GAS UP! By what values do you actually live?
We self-set such standards, and, very often, make a vocative show of our basic choices when some abrupt change takes place in our living sphere - such as the recent surges in the price of gasoline.
The average,nation wide price of gasoline $2.92 per gallon as of Friday, May 5, 2006. At one nearby location members of our family bought gasoline at $2.74 per gallon. The price varies daily in each region and there seems to be no obvious or readily apparent reason for the change other than the price the selling site across the highway has just posted. Users seek a reason and make one up out of the whole cloth of some really wild possibilities when the cause of the changes are not specified to their liking. Different people see the cause as originating in different places, too.
Gasoline price have always been on an upward scale over the course of many yesteryears. A gallon of gasoline we bought in, let's say - 1924 - the year my father bought his first car, were in the range of 17-20-some cents, as I recall. In the intervening years, the price has worked it way up the scale to, shall we say, roughly $3.00 per gallon and more in some areas.
At this point we must start to understand and respect the quality and quantity of the product.
Quantity remains pretty much the same. We buy products by set measures - a gallon, in this case...ounces, pounds, inches, yards, rods, acres, but often forget how much the quality might vary. We also assume such changes are always for the good of the user, but that need not be the case. In the food industry, for example, people demand that caffeine be removed, to a large extent, from their coffee even while they support the ever expanding number of caffeine-laden sports drinks, sodas, health, and energy enhancers. to which the excess coffee caffeine has been transferred.
The quality of gasoline may well be better today and during even those halcyon days of nostalgic memories. So much can depend on specific and specialized uses to which it might be applied and to safety and environmental requirements in certain areas. Quality has been improved both by taking things out and by adding to the basic composition , as well.
In 1924, my Dad bought a brand new car of a popular make for $333.00. Other cars, such a foreign imports and bigger show-cars went of over $2,000. The prices are quite a bit higher today. The 30-cent gas is now $3.00. You may fail to remember when a "loaf" of bread cost 8-10-or 12-cents but think what it costs you today. There is plenty of room for argument about quality there, as well, but I don't hear many voices demanding that the "big flour" firms be punished.
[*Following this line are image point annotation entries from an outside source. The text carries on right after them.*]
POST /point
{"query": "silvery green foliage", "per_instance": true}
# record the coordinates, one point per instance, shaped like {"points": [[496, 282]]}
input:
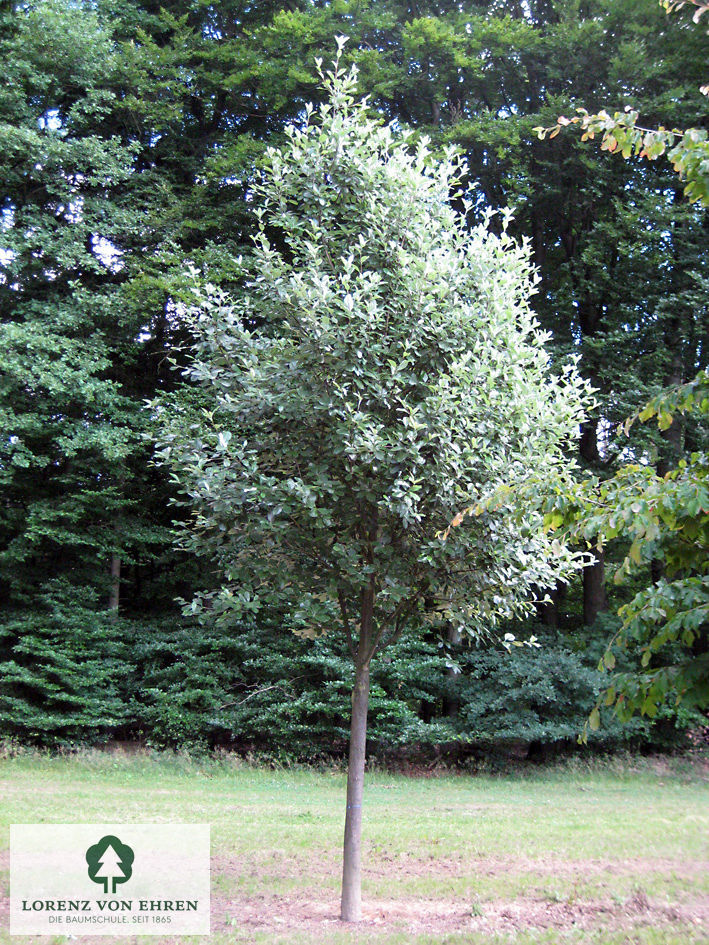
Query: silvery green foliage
{"points": [[380, 370]]}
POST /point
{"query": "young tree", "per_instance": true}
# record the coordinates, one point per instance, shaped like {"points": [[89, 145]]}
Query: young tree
{"points": [[380, 369]]}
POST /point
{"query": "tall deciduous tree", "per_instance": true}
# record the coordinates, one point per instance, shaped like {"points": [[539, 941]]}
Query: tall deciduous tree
{"points": [[399, 375]]}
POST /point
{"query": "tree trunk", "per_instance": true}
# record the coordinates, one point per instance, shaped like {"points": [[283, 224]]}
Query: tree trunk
{"points": [[594, 588], [351, 903], [115, 592]]}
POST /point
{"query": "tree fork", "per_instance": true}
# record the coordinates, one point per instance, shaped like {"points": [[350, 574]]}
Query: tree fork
{"points": [[351, 901]]}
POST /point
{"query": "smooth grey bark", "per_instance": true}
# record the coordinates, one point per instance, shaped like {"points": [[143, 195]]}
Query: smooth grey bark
{"points": [[351, 901]]}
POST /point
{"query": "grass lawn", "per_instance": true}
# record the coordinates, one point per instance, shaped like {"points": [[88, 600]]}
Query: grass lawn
{"points": [[580, 853]]}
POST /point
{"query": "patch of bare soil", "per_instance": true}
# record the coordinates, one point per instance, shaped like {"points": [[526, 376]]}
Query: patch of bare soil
{"points": [[290, 913], [382, 864]]}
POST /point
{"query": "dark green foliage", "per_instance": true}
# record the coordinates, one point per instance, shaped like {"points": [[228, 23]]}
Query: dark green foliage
{"points": [[62, 672], [164, 111]]}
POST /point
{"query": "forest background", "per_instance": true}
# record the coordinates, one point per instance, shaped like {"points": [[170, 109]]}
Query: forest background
{"points": [[131, 134]]}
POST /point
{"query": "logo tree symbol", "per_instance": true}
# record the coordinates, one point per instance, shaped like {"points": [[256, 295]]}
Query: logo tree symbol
{"points": [[110, 862]]}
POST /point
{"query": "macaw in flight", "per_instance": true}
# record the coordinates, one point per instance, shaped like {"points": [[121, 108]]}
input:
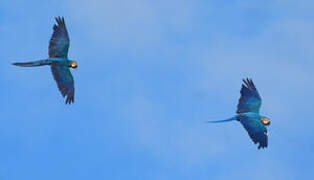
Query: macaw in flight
{"points": [[58, 60], [248, 114]]}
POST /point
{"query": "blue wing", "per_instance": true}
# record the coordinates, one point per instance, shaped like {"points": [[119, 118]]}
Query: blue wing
{"points": [[250, 100], [59, 42], [65, 82], [256, 130]]}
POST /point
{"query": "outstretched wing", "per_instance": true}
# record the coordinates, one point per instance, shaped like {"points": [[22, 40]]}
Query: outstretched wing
{"points": [[59, 42], [256, 130], [250, 100], [65, 82]]}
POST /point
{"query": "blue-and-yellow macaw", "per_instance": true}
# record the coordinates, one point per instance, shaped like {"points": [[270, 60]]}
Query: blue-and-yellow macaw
{"points": [[58, 60], [248, 114]]}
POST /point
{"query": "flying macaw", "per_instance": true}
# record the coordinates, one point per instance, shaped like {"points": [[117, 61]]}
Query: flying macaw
{"points": [[248, 114], [58, 60]]}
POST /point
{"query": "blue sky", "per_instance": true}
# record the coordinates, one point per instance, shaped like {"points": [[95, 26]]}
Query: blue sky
{"points": [[150, 73]]}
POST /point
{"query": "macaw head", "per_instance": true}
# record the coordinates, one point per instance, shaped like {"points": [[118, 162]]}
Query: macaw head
{"points": [[265, 120], [73, 64]]}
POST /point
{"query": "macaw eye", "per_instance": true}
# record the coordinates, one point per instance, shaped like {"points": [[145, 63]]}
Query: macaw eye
{"points": [[73, 64]]}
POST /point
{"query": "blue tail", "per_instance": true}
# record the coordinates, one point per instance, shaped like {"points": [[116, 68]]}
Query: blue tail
{"points": [[34, 63], [219, 121]]}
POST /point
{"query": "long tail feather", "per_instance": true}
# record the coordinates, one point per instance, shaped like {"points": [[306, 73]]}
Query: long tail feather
{"points": [[33, 63], [220, 121]]}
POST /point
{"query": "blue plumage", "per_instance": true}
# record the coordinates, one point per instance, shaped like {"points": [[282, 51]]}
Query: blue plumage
{"points": [[58, 60], [248, 114]]}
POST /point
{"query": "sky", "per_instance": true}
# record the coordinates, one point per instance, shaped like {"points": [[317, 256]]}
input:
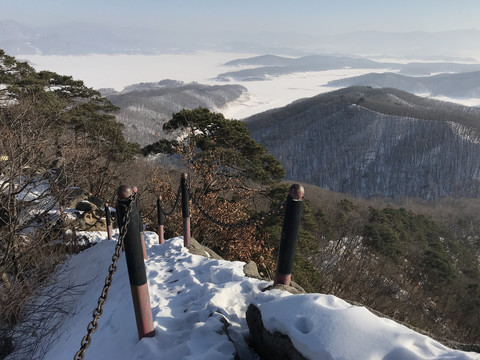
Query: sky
{"points": [[303, 16], [191, 297]]}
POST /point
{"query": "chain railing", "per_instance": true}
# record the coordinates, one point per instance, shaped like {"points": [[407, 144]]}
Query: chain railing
{"points": [[98, 311]]}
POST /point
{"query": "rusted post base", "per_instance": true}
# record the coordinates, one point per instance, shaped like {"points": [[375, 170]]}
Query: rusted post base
{"points": [[282, 279], [144, 247], [143, 312], [186, 232], [108, 220], [289, 237], [160, 233], [135, 263]]}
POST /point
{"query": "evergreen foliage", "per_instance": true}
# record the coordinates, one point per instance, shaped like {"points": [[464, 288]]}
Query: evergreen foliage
{"points": [[65, 102], [236, 152]]}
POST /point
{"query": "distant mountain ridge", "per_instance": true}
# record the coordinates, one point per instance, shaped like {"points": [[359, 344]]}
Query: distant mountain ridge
{"points": [[376, 142], [462, 85], [87, 38], [265, 66]]}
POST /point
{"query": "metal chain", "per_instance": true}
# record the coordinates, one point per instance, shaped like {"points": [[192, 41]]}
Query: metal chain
{"points": [[167, 214], [98, 311], [254, 220]]}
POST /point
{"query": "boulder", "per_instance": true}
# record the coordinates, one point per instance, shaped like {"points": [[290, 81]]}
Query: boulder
{"points": [[270, 346]]}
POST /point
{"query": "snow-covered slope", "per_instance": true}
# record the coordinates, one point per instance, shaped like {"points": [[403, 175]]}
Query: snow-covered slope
{"points": [[192, 296]]}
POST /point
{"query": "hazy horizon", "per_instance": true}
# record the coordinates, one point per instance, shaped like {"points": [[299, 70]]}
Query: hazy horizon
{"points": [[311, 17]]}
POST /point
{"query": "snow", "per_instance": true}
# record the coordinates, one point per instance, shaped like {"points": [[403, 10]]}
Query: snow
{"points": [[192, 296], [117, 71]]}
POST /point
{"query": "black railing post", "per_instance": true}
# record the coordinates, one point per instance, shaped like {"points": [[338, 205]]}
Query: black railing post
{"points": [[108, 219], [288, 241], [161, 221], [185, 210], [135, 263], [142, 234]]}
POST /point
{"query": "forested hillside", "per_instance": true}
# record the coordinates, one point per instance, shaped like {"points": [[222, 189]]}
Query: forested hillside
{"points": [[376, 142], [144, 108], [461, 85]]}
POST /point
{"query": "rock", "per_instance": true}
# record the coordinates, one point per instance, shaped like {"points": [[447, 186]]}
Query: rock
{"points": [[85, 206], [269, 346], [251, 270], [293, 288]]}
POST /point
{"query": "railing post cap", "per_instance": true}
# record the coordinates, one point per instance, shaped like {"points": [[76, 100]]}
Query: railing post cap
{"points": [[124, 192], [296, 192]]}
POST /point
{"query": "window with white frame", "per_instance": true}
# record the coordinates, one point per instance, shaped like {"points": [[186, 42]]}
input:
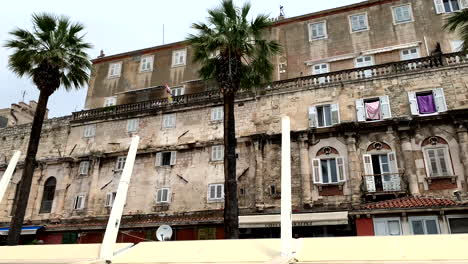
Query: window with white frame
{"points": [[402, 14], [373, 109], [120, 163], [178, 57], [78, 202], [178, 91], [424, 225], [217, 113], [217, 152], [83, 168], [318, 30], [358, 22], [390, 226], [427, 102], [167, 158], [110, 198], [89, 131], [324, 115], [110, 101], [169, 120], [163, 195], [215, 192], [449, 6], [114, 69], [146, 63], [132, 125]]}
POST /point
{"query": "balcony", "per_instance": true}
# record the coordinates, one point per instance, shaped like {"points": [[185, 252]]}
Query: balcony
{"points": [[300, 83]]}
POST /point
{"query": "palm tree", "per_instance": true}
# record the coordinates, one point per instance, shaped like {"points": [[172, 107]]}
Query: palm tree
{"points": [[459, 20], [52, 55], [233, 51]]}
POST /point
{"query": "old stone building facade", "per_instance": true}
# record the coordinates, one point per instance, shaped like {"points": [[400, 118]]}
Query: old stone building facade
{"points": [[379, 135]]}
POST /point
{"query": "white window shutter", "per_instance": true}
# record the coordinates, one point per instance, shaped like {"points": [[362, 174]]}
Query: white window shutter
{"points": [[361, 114], [173, 157], [439, 99], [439, 6], [158, 159], [312, 116], [385, 107], [317, 171], [335, 113], [341, 170], [413, 103]]}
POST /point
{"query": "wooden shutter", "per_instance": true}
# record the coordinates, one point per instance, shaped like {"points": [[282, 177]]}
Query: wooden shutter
{"points": [[173, 157], [335, 113], [439, 99], [317, 171], [385, 107], [413, 103], [158, 159], [341, 170], [360, 112], [439, 6], [312, 116]]}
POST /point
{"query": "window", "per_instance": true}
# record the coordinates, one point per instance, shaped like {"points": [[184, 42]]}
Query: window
{"points": [[217, 152], [318, 30], [120, 163], [110, 198], [448, 6], [146, 64], [165, 158], [177, 91], [110, 101], [162, 195], [438, 161], [78, 202], [178, 57], [358, 22], [132, 125], [169, 121], [48, 196], [217, 113], [84, 168], [373, 109], [215, 192], [324, 115], [114, 69], [387, 226], [89, 131], [402, 14], [424, 225], [427, 102]]}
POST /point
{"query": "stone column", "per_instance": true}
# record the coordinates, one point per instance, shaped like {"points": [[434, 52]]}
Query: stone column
{"points": [[409, 165], [305, 170], [354, 168], [259, 201], [462, 133]]}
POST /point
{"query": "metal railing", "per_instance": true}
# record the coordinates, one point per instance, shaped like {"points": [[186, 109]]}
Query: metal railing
{"points": [[311, 81]]}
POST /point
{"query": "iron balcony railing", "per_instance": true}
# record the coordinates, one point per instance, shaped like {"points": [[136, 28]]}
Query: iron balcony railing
{"points": [[311, 81]]}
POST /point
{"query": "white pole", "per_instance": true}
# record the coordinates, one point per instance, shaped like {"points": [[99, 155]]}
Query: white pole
{"points": [[112, 229], [286, 217], [8, 173]]}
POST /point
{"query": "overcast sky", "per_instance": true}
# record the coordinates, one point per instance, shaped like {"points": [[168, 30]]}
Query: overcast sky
{"points": [[118, 26]]}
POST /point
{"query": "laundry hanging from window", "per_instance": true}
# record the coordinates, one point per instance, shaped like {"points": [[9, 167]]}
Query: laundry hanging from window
{"points": [[373, 110]]}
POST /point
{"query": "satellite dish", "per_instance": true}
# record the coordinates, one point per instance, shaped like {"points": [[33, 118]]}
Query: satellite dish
{"points": [[164, 233]]}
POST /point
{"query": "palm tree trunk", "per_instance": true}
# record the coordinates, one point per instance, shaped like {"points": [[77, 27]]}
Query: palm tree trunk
{"points": [[28, 170], [231, 208]]}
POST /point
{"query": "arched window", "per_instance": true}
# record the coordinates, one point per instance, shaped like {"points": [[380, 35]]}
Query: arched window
{"points": [[380, 168], [48, 195], [328, 166]]}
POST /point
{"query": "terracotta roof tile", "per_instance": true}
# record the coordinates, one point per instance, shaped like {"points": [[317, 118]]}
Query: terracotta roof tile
{"points": [[411, 202]]}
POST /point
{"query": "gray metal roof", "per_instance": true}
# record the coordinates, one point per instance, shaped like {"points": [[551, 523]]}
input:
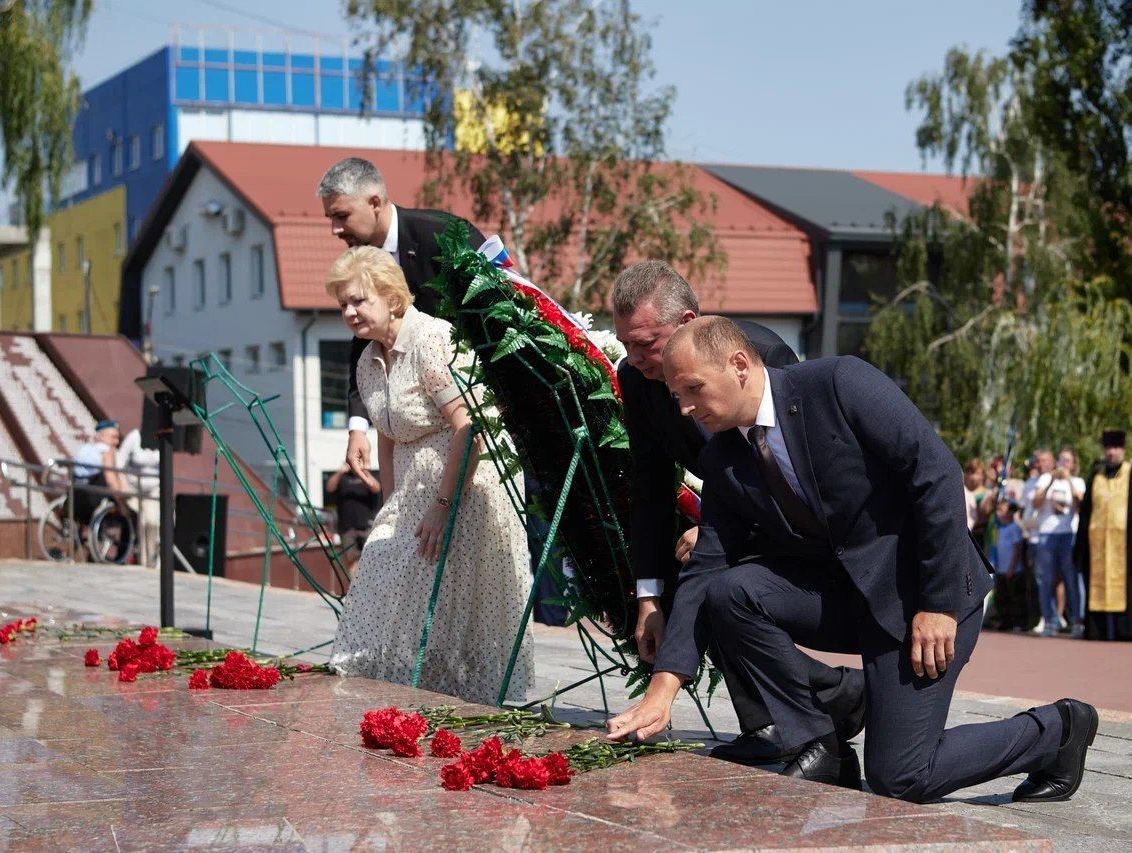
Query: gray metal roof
{"points": [[839, 203]]}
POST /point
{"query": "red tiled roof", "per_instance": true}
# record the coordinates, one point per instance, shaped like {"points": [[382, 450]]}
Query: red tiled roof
{"points": [[769, 258], [951, 191]]}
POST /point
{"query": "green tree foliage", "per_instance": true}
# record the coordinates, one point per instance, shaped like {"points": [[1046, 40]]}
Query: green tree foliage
{"points": [[568, 167], [39, 96], [1080, 55], [1003, 317]]}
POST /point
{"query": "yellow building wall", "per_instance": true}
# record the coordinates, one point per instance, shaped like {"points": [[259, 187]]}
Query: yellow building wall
{"points": [[15, 291], [100, 224]]}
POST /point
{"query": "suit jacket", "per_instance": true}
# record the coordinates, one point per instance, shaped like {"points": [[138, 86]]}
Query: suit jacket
{"points": [[661, 438], [888, 493], [417, 249]]}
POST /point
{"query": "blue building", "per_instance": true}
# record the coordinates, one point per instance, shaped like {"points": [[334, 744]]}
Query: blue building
{"points": [[131, 128]]}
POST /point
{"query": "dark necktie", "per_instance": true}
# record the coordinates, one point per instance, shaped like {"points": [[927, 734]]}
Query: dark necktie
{"points": [[794, 508]]}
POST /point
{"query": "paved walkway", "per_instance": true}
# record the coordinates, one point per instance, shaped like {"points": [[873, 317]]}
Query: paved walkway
{"points": [[667, 810]]}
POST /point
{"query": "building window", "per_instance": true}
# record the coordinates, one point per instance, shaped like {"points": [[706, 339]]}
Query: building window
{"points": [[198, 284], [157, 141], [334, 381], [866, 277], [276, 352], [135, 152], [257, 272], [225, 278]]}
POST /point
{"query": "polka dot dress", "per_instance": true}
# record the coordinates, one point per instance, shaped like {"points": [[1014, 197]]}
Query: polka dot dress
{"points": [[487, 577]]}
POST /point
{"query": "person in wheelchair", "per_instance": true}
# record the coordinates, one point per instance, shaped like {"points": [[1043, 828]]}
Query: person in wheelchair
{"points": [[95, 472]]}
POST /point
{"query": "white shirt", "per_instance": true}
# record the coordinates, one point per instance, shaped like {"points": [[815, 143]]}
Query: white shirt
{"points": [[775, 440], [1056, 513], [357, 422]]}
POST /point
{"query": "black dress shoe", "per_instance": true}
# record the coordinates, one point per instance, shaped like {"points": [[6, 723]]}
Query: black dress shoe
{"points": [[815, 763], [754, 748], [1063, 777]]}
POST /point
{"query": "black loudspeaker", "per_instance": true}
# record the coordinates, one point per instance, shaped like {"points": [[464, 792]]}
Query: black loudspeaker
{"points": [[189, 382], [191, 525]]}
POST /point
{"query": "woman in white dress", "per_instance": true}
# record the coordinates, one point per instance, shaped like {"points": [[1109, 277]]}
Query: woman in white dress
{"points": [[422, 428]]}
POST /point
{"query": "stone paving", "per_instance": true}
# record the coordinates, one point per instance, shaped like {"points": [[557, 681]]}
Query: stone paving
{"points": [[89, 764]]}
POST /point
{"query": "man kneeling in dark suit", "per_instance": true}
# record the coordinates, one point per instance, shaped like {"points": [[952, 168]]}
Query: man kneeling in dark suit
{"points": [[860, 506], [651, 301]]}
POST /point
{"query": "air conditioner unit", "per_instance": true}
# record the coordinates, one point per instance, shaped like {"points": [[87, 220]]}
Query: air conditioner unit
{"points": [[233, 221], [177, 238]]}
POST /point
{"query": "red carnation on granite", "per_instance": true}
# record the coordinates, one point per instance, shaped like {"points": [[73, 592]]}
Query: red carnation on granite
{"points": [[240, 672], [126, 652], [456, 777], [445, 744], [128, 672], [485, 759]]}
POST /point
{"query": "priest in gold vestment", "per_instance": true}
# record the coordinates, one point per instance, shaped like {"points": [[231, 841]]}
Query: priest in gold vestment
{"points": [[1103, 544]]}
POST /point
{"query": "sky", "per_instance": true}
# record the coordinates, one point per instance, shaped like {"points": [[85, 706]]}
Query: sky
{"points": [[802, 83]]}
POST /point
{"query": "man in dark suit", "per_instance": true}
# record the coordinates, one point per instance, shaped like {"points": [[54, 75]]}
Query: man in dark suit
{"points": [[358, 205], [868, 552], [651, 301]]}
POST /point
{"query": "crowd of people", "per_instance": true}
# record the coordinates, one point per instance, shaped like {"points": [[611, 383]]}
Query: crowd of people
{"points": [[1037, 531]]}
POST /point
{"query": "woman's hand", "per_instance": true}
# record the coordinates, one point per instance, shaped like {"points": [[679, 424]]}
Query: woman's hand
{"points": [[430, 532]]}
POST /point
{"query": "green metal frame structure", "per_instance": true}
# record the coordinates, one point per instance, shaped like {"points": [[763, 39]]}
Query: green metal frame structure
{"points": [[288, 484]]}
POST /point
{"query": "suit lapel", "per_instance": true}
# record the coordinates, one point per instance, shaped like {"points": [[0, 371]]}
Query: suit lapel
{"points": [[789, 416], [408, 246]]}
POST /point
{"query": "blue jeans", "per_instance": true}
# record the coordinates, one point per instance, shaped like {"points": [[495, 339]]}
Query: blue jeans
{"points": [[1054, 559]]}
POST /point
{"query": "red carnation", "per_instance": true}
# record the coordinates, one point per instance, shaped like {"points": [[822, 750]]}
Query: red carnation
{"points": [[126, 652], [558, 768], [456, 777], [445, 744], [505, 772], [378, 726], [156, 656], [485, 759], [129, 672], [240, 672], [530, 774]]}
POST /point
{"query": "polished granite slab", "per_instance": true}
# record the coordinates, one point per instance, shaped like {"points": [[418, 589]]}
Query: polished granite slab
{"points": [[88, 763]]}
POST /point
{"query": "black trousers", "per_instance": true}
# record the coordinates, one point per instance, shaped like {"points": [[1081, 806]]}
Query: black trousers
{"points": [[759, 612]]}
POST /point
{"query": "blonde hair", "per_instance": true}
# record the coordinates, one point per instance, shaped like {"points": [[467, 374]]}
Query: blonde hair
{"points": [[376, 272]]}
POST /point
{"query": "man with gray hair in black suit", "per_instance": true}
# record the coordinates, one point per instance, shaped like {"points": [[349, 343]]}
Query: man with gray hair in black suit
{"points": [[357, 203], [651, 301]]}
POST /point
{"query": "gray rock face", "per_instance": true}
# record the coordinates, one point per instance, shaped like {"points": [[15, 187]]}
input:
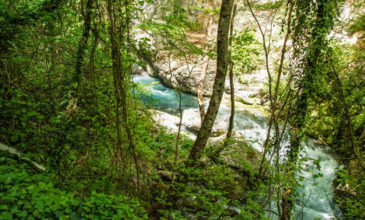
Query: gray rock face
{"points": [[185, 76]]}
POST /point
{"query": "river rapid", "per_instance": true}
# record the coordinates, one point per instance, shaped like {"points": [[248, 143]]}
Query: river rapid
{"points": [[314, 195]]}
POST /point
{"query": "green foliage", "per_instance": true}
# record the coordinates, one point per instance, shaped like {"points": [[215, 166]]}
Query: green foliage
{"points": [[27, 195], [351, 198], [245, 52], [357, 25], [268, 6]]}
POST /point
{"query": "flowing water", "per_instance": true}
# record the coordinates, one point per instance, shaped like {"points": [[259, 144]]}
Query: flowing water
{"points": [[315, 195]]}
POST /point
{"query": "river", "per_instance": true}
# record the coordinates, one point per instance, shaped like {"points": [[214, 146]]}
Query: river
{"points": [[314, 198]]}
And, more people insist now on what each of them calls "quality" in their driving - which ranges from essential aids to safer driving all the way down to the most foolish excess of the silliest kind.
Think a bit about this gas price problem we are having, before you go placing "blame" for it on anyone in particular. In a very real sense we have all had a hand in it. We all have more control over it than we may, at first, realize. Ours is a large country in a physical sense and it is unwise to try to compare our driving habits with those of European nations. Many or our states are far larger than entire nations elsewhere, but, if we wish to do so, we can cut down on the quantity of our driving and still maintain the quality thereof and, along with it, better price control.